You dedicate each chapter to one video, often beginning with a transcript of audio and some screenwriting direction to let us see the piece, followed by an analysis that develops through what you learn in conversation with each short work. Chapter One, “A Happy Man,” focuses on a video by rideaudur, posted January 17, 2011. You begin:

In this short clip, we hear more than we see a man walking up and down along a main artery (“the avenue,” as he calls it) of a North African city. As he walks, he improvises a poetic panegyric in honor of the people of his country and the freedom they have won for themselves. Yet the people of whom and to whom he speaks are nowhere to be seen. Indeed, as the clip progresses, it may seem that he is less assuming their existence than trying to conjure them into being. (pg, 29)

9. A Happy Man from Peter Snowdon on Vimeo.

Peter

That particular video is one that means a lot to me, as I believe it did to many other people. It is one of the few that made it into my film more or less unedited. And a large part of what I was doing in the book came from something that occurred to me fairly early on when making the film. I had to accept that, as a general rule, I couldn’t keep the videos whole, that I had to edit them. And so the writing became, in part, a project to restore the integrity of each video.

I was seeing short films coming from a place that I had never expected, which were made in an audiovisual language that seemed both very new, but also coherent with languages that I knew from traditions of experimental media work that seemed to me to have nothing to do with this place and time, and which may or may not have been particularly political in their intent. So, when I was describing these individual videos, I really wanted the writing to recreate for me, and thus for the reader, this sense that this may only be three minutes and 27 seconds of screen time, but this is an actual “work,” as solid and as densely wrought and as present as anything you might pay to see in a cinema (or, more likely, a cinematheque…).

If I insist on the sensory and kinetic qualities of these videos, it is because the videos themselves insist on them. They are above all exercises in the concrete, and as such, acts of resistance against the kinds of abstraction that characterize both the practice of government and certain species of intellectual discourse. (…) They do not offer etiologies, genealogies, or any other type of rationalization. They do not explain, much less explain away. They are presentations rather than representations. They are committed to appearance as a space of action in and for its own sake, not as something to be decoded or demystified. (p. 3)
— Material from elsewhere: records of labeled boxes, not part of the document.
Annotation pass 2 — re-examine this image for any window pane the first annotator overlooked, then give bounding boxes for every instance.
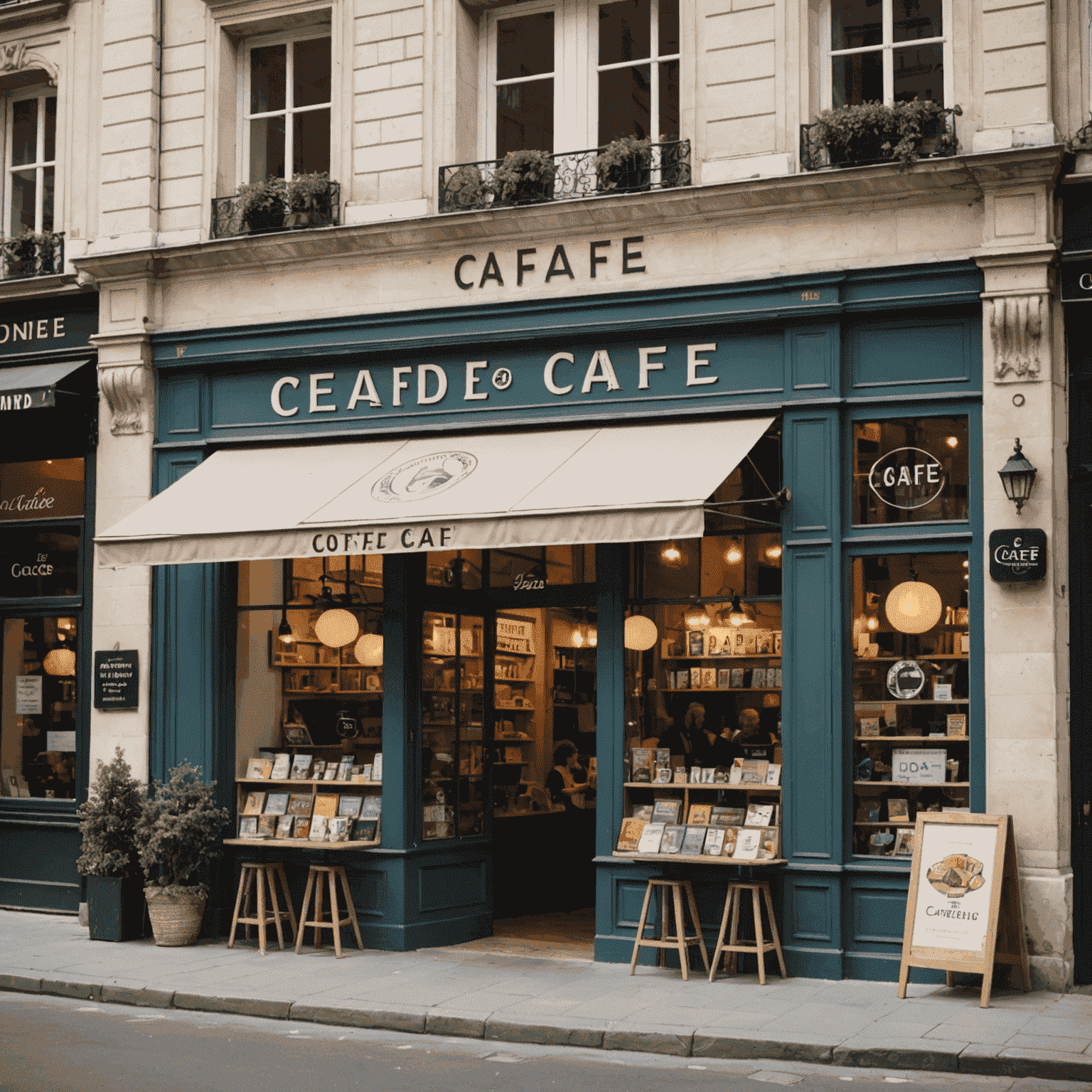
[11,98,38,167]
[291,110,330,175]
[599,65,652,145]
[41,95,57,163]
[830,0,884,49]
[497,80,554,159]
[0,526,80,599]
[853,417,968,524]
[10,171,37,235]
[660,61,681,141]
[894,41,945,102]
[599,0,651,65]
[660,0,679,57]
[831,49,884,107]
[847,552,975,856]
[250,114,284,183]
[41,167,55,232]
[0,617,77,799]
[894,0,945,41]
[291,38,330,106]
[250,45,287,114]
[497,11,554,80]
There is so much that happens in each video which needs to be recognised and honoured. So, in some sense, it was a relief to be able to just attend to one video at a time, and not to have to be also thinking of all the others, or negotiating between them, as I had in making the film where I began to understand the work of editing not just at a practical level, but also more theoretically. My hypothesis was that these videos could together tell a story that would be intelligible without any external assistance, without the need for narration or context. That they could do that work themselves, and that all I had to do was trust the videos. But then, I discovered that it wasn’t enough to trust the videos – they also had to accommodate each other, to make space for one another, without any one of them cancelling or erasing the others. Just as you can’t have a collectivity in which each person does nothing but proclaim their individuality, you cannot have a film in which each shot runs its full unedited length. And in this precise sense, editing is, by its very nature, a political enterprise.

Alex

In this sense, so too is videomaking. It is always an act of selection, framing, argument-building, and affect-production in service of communication or inspiration. But I need to emphasize that not all vernacular video is political video, and this is where I find your close readings and associated theorizing of this body of work so important. You are writing about video that engages self-documentation with a revolutionary duty. You outline the many conditions that need to be in place for people-made video (always in conversation with or even as corporate media) to be active in a project of world-changing and revolution-making. You bring to our attention a kinetic, affective regime, in its formal dimensions, and as a body of video made of individual work by individual people—how this makes us feel, and what it asks us to do.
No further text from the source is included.